The purpose of a turbocharger
is to improve upon the size-to-output efficiency
of an engine by solving one of its cardinal limitations.
A naturally aspirated automobile engine uses only
the downward stroke of a piston to create an area
of low pressure in order to draw air into the cylinder.
Because the number of air and fuel molecules determine
the potential energy available to force the piston
down on the combustion stroke, and because of the
relatively constant pressure of the atmosphere,
there ultimately will be a limit to the amount of
air and consequently fuel filling the combustion
chamber. This ability to fill the cylinder with
air is its volumetric efficiency. Because the turbocharger
increases the pressure at the point where air is
entering the cylinder, and the amount of air brought
into the cylinder is largely a function of time
and pressure, more air will be drawn in as pressure
increases. The additional air makes it possible
to add more fuel, increasing the power output of
the engine. Also, the intake pressure can be controlled
by a wastegate, which bleeds off excess boost from
the turbocharger.
The application of a compressor to increase pressure
at the point of cylinder air intake is often referred
to as forced induction. Centrifugal superchargers
operate in the same fashion as a turbo; however,
the energy to spin the compressor is taken from
the rotating output energy of the engine's crankshaft
as opposed to exhaust gas. For this reason turbochargers
are ideally more efficient, since their turbines
are actually heat engines, converting some of the
thermal energy from the exhaust gas that would otherwise
be wasted, into useful work. Contrary to popular
belief, this is not totally 'free energy', as it
always creates some amount of exhaust backpressure
which the engine must overcome. Superchargers use
output energy from an engine to achieve a net gain,
which must be provided from some of the engine's
total output; either directly or from a separate
smaller engine, perhaps electrically driven from
the main engine's generator.
Turbocharging is very common on diesel engines
in conventional automobiles, in trucks, locomotives,
for marine and heavy machinery applications. In
fact, for current automotive applications, non-turbocharged
diesel engines are becoming increasingly rare.
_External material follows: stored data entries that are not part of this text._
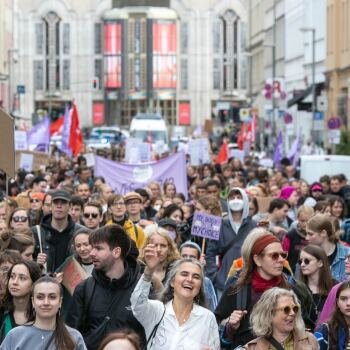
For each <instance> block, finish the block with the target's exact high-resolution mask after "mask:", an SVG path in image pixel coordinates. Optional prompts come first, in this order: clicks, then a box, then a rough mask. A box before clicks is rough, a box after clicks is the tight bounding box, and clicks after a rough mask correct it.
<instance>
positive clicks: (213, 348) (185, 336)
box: [131, 244, 220, 350]
mask: <svg viewBox="0 0 350 350" xmlns="http://www.w3.org/2000/svg"><path fill="white" fill-rule="evenodd" d="M145 262H146V264H147V267H146V269H145V272H144V274H143V276H142V277H141V278H140V280H139V282H138V284H137V286H136V288H135V290H134V292H133V294H132V296H131V306H132V310H133V314H134V316H135V317H136V318H137V320H138V321H139V322H140V323H141V324H142V326H143V327H144V329H145V332H146V337H147V349H148V350H150V349H152V350H186V349H191V350H219V349H220V340H219V331H218V326H217V323H216V319H215V316H214V314H213V313H212V312H211V311H209V310H208V309H206V308H205V307H204V305H205V304H206V302H205V295H204V286H203V280H204V273H203V269H202V266H201V264H200V263H199V262H198V261H196V260H193V259H182V260H178V261H176V262H175V263H174V265H173V267H172V269H171V270H170V272H169V274H168V279H167V281H166V284H165V289H164V291H163V293H162V296H161V298H160V299H161V301H158V300H149V299H148V295H149V291H150V288H151V280H152V275H153V271H154V270H155V269H156V267H157V265H158V264H159V262H160V258H159V254H158V252H157V250H156V248H155V246H154V245H153V244H148V245H147V246H146V247H145Z"/></svg>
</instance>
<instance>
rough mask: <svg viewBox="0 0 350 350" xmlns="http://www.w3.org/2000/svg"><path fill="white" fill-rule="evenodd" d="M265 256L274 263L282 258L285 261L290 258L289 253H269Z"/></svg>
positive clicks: (285, 252) (267, 253) (275, 252)
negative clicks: (289, 256)
mask: <svg viewBox="0 0 350 350" xmlns="http://www.w3.org/2000/svg"><path fill="white" fill-rule="evenodd" d="M265 255H267V256H268V257H269V258H271V259H272V260H273V261H277V260H278V259H279V257H281V258H282V259H283V260H286V259H287V258H288V252H273V253H267V254H265Z"/></svg>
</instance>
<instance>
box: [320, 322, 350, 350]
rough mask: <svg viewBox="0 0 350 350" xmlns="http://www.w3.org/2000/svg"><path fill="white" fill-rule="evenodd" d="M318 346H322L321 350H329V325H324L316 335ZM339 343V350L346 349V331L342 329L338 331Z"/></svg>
mask: <svg viewBox="0 0 350 350" xmlns="http://www.w3.org/2000/svg"><path fill="white" fill-rule="evenodd" d="M314 335H315V337H316V339H317V341H318V344H319V345H320V350H328V348H329V344H328V325H327V323H322V324H321V325H320V326H319V327H318V328H317V329H316V331H315V333H314ZM338 341H339V348H338V349H339V350H344V349H346V344H345V329H344V328H340V329H339V331H338Z"/></svg>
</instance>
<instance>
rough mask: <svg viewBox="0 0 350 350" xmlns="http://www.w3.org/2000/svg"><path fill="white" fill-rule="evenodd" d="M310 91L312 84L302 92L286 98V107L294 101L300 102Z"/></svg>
mask: <svg viewBox="0 0 350 350" xmlns="http://www.w3.org/2000/svg"><path fill="white" fill-rule="evenodd" d="M311 92H312V86H309V87H308V88H307V89H306V90H304V91H303V92H302V93H300V94H299V95H297V96H295V97H293V98H291V99H290V100H288V102H287V107H288V108H290V107H292V106H293V105H295V104H296V103H299V102H301V101H302V100H303V99H304V98H305V97H307V96H309V95H310V94H311Z"/></svg>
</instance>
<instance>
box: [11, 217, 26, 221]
mask: <svg viewBox="0 0 350 350" xmlns="http://www.w3.org/2000/svg"><path fill="white" fill-rule="evenodd" d="M12 221H13V222H27V221H28V217H27V216H14V217H13V218H12Z"/></svg>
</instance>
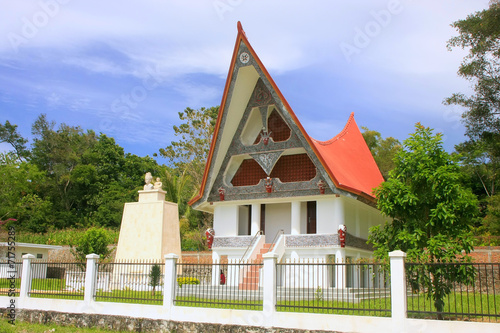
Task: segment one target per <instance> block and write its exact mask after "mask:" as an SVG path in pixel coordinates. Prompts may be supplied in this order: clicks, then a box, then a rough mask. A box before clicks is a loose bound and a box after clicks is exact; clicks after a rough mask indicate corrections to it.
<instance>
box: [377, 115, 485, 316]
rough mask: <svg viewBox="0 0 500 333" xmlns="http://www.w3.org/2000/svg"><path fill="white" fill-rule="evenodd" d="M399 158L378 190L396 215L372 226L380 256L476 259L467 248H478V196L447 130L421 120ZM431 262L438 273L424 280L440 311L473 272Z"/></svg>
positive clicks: (449, 259)
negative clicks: (456, 288) (448, 141)
mask: <svg viewBox="0 0 500 333" xmlns="http://www.w3.org/2000/svg"><path fill="white" fill-rule="evenodd" d="M394 163H395V168H394V169H393V170H392V171H391V172H390V173H389V179H388V180H387V181H386V182H384V183H382V184H381V185H380V186H379V187H378V188H377V189H376V190H375V193H376V196H377V199H378V202H377V207H378V208H379V209H380V211H381V212H382V213H383V214H384V215H386V216H388V217H390V218H391V220H390V221H388V222H386V224H385V225H383V226H375V227H373V228H371V230H370V231H371V235H370V237H369V241H370V242H371V243H372V244H373V245H374V247H375V256H376V257H378V258H386V257H387V254H388V252H390V251H394V250H402V251H404V252H406V253H407V257H408V259H409V260H410V261H414V262H444V263H447V262H462V261H470V257H469V256H467V255H465V256H462V255H461V254H468V253H470V251H471V250H472V237H471V233H470V220H471V219H473V218H474V217H475V216H476V214H477V199H476V197H475V195H474V194H473V193H472V192H471V191H470V189H467V188H464V187H463V186H462V184H461V177H462V176H461V173H460V170H459V165H458V163H457V160H456V158H455V157H453V156H450V155H449V154H448V153H447V152H446V151H445V150H444V148H443V146H442V136H441V134H436V135H433V133H432V130H431V129H430V128H425V127H423V126H422V125H420V124H417V125H416V131H415V133H413V134H411V135H410V137H409V138H408V139H406V140H405V141H404V143H403V149H401V150H400V151H399V152H398V153H397V154H396V157H395V159H394ZM449 266H450V267H451V266H454V265H449ZM425 267H426V269H427V271H428V273H429V274H427V275H428V276H433V278H431V279H428V280H425V281H421V282H423V283H424V285H425V287H426V288H428V290H430V291H431V292H430V293H429V295H430V297H432V298H433V300H434V304H435V306H436V308H437V309H438V310H440V311H442V305H443V298H444V296H446V295H447V293H448V292H449V290H450V288H451V287H450V283H452V282H454V281H458V282H467V281H468V280H467V279H468V278H469V277H470V275H471V274H473V272H471V271H467V270H465V272H463V273H464V274H458V273H457V272H451V271H446V270H447V268H440V269H436V268H435V266H432V265H430V266H425ZM443 276H446V277H447V279H443Z"/></svg>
Diesels
are particularly suitable for turbocharging for
several reasons:
• Naturally-aspirated diesels will develop
less power than a gasoline engine of the same size,
and will weigh significantly more because diesel
engines require heavier, stronger components. This
gives such engines a poor power-to-weight ratio;
turbocharging can dramatically improve this P:W
ratio, with large power gains for a very small (if
any) increase in weight.
• Diesel engines require more robust construction
because they already run at very high compression
ratio and at high temperatures so they generally
require little additional reinforcement to be able
to cope with the addition of the turbocharger. Gasoline
engines often require extensive modification for
turbocharging.
• Diesel engines have a narrower band of engine
speeds at which they operate, thus making the operating
characteristics of the turbocharger over that "rev
range" less of a compromise than on a gasoline-powered
engine.
• Diesel engines blow nothing but air into
the cylinders during cylinder charging, squirting
fuel into the cylinder only after the intake valve
has closed and compression has begun. Gasoline/petrol
engines differ from this in that both fuel and air
are introduced during the intake cycle and both
are compressed during the compression cycle. The
higher intake charge of temperature forced-induction
engines reduces the amount of compression that is
possible with a gasoline/petrol engine, whereas
diesel engines are far less sensitive to this.